The simple fact that Sinclair was her superior was an argument for prosecution, Mr. Barnett added. “The military in general must learn that when a superior officer has authority over someone towards whom he is making improper advances, it is not a consensual affair. It is sexual abuse and a victimization of the junior person.”
The general also repeatedly refused the captain’s requests to be transferred, ordering her to stay under his command and, in so doing, further victimized her and sabotaged her career, the captain’s lawyers argue, adding that by abusing his power toward a subordinate, Sinclair also “did great harm to his unit’s good order and discipline, morale, and cohesion.”
The case was full of twists and turns. Even after a three-star general overseeing proceedings rejected Sinclair’s offer to plead guilty to lesser charges, the officer in charge of the court-martial, Col. James Pohl, stopped the trial and urged lawyers to come to a plea agreement.
There were questions about whether the captain had been truthful and concern, too, that in trying to prove its commitment to prosecuting sexual assault, that the Army had been too robust in its prosecution of Sinclair and exerted what is known as “undue command influence.”
Advocacy groups say that the outcome of the trial is another reason why military commanders should not have the authority to decide whether the prosecution of sexual assault cases should move forward. Such authority would have been stripped from commanders under a bill sponsored by Sen. Kirsten Gillibrand (D) of New York, but it was filibustered and prevented from coming to a vote earlier this month.
“The Sinclair case is one more very stark example of why independent military prosecutors should be in charge of deciding whether to go forward with cases,” Nancy Parish, president of the Protect Our Defenders advocacy group, said in a statement.

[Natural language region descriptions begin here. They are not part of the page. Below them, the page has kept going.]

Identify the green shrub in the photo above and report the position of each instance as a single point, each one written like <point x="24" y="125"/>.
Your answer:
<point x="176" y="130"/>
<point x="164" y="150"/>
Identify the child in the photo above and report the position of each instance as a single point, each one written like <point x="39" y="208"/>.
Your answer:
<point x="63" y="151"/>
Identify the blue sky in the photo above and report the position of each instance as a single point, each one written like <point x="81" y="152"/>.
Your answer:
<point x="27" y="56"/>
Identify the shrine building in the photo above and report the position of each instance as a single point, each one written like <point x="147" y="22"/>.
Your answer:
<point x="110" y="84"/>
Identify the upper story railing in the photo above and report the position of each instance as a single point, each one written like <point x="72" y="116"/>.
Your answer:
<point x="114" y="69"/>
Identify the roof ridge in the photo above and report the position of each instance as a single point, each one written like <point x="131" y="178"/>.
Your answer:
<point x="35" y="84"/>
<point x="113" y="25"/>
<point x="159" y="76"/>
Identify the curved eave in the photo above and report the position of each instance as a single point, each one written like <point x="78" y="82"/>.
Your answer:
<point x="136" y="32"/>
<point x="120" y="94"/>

“It has been well-documented and long known within the military that Gen. Sinclair conducted himself in outrageous and inappropriate – even unlawful – ways.”
Having commanders involved in sexual assault trials is a double-edged sword, argues Greg Jacob, policy director for Service Women’s Action Network and a former Marine.
“Cases may not go forward when they should because a commander doesn’t want to, or there may be over-zealous prosecutions because the commander wants to prove a point. This is why there should be unbiased prosecutors,” he adds. “In both cases, either the victim doesn’t receive justice or the accused has rights that are trampled all over, just sort of on the whim of the commander.”
The defense is expected to call two dozen witnesses to testify to Sinclair’s character during the sentencing hearing.
A bill that cleared the Senate last week bans the use of the “good soldier” defense in sexual assault cases, arguing that perpetrators can commit crimes while still being charming and good at their jobs.
The judge in charge of the case is expected to announce Sinclair’s sentence later this week.